The thousands separator is “,” and the decimal separator is (.)

For example, here there are three paragraphs (the three will not be analyzed at the same time, only one paragraph at a time)

**paragraph 1 ******
"ITAU DEPOSITO CUENTA CORRIENTE MNA OF./191085-085B-T08766 OP-0685538 22/01/2022 Hora:09:37:33 FINANCIERA KATTE S.A. CODIGO DE CUENTA: 475-1656565-0-99 CCI 002475001896565 : IMPORTE DEPOSITADO: x
x*1,362.59"

*****paragraph 2 ******
“AGENTE ITAU EMPRESA MUILTISERVICIOS FECHA: 21/05/22 NAVARRO HORA: NO.OPE: 19:22:25 973386 H985108 -PAGO DE SERVICIOS GIRO/RUBRO: OTRAS EMPRESA: CTA. A KATTE ABONAR: S.A 1932425218548 COD. ID USUARIO: 44023852 NOMBRE: GARCIA CASTILLO TOMASA EN EFECTIVO DESCRIPCION PAGO DE PRESTAMOS FECHA VENCIM: 15/05/2022 IMPORTE CUOTA: 334,70 F/ CARGO FIJO: F/ 0.00 MORA: S/ 0.00 TOTAL CUOTA: F/ 334.70 CONISION: F/ 0.00 TOTAL A PAGAR: F/ 334.70”

*****paragraph 3 ******
“3:11 ☐ Vo)) O .ll 92% ☐ LTÉ X ☐ Financiera ITAU recibió: F/ 92.00 Martes 16 2022 Mayo 15:11 Destino Financiera KATTE S.a. Banco ITAU - 475 14895665 0 89 Moneda Pesos Origen Ahorro Pesos 193 39659874 0 76 Número de operación 44258549 III ☐ <”

The result should be:

For the first paragraph: 1,362.59
For the second paragraph: 334.70
For the third paragraph: 92.00

Hi @Lynx

Take a look here:
Paragraph 1 sample
Paragraph 2 Sample
Paragraph 3 Sample

One Pattern for all 3 paragraphs

I have used square brackets to capture any number of “.” “,” or digits 0-9.
Please review the curved brackets to ensure the words inside are constant.

Test it on some real samples using the above links and see what happens.

Cheers

Steve

1 Like

Hi,

The following expression will return what you expect, for now. However, in second paragraph it matches “334.70”, “0.00”, “0.00” and “334.70” and this returns the first “334.70”. Is this same as your intent?

System.Text.RegularExpressions.Regex.Match(yourString,"\d[,\d]+\.\d+").Value

Regards,

1 Like

Yes @Yoichi , I should always keep the first data that the regex extracts. It is with 10 types of vouchers that I extract data with OCR and the different types of vouchers are giving me problems.

Hey @Lynx

Using OCR will make using Regex not 100% reliable. You need to cater this into your solution design.

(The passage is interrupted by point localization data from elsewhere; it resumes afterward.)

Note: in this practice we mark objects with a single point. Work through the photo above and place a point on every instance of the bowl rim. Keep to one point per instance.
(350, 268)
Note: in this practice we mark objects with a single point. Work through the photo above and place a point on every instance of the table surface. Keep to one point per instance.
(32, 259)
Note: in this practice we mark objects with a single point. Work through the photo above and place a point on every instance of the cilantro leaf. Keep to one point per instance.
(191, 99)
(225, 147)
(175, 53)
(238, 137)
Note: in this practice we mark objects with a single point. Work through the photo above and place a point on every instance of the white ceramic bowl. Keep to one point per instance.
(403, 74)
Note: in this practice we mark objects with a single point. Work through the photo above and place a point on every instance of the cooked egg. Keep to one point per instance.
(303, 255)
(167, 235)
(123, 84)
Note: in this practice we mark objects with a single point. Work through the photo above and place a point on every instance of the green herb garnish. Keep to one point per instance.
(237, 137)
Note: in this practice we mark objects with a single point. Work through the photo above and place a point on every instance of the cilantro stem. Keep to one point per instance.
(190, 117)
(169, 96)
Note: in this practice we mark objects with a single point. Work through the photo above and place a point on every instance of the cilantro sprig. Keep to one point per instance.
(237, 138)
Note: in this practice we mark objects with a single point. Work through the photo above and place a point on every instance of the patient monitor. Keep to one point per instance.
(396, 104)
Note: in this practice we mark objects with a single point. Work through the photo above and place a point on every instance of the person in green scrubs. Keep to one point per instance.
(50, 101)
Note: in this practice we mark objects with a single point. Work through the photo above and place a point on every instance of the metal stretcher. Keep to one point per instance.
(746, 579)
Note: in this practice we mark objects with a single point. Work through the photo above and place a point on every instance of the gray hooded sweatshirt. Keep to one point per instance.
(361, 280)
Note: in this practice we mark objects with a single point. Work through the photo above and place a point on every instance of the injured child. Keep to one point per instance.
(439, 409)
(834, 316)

Take a look at this pattern. I have amended the pattern to make it less fragile (hopefully) on some of the harder characters to pickup with OCR. I would also enable case insensitive regex setting also.

Hopefully this helps.

Cheers

Steve

Thank you very much @Steven_McKeering or the update, you are right about the OCR and regex issue. The OCR I use is “UiPath Document OCR”, but the strange thing is that it inverts the words, for example, the following is printed on the voucher:

“Pago De Prestamos”

But the ocr captures me:

“De Pago Prestamos”

But, the regex helps a lot, thank you all very much! :slight_smile:

1 Like

This topic was automatically closed 3 days after the last reply. New replies are no longer allowed.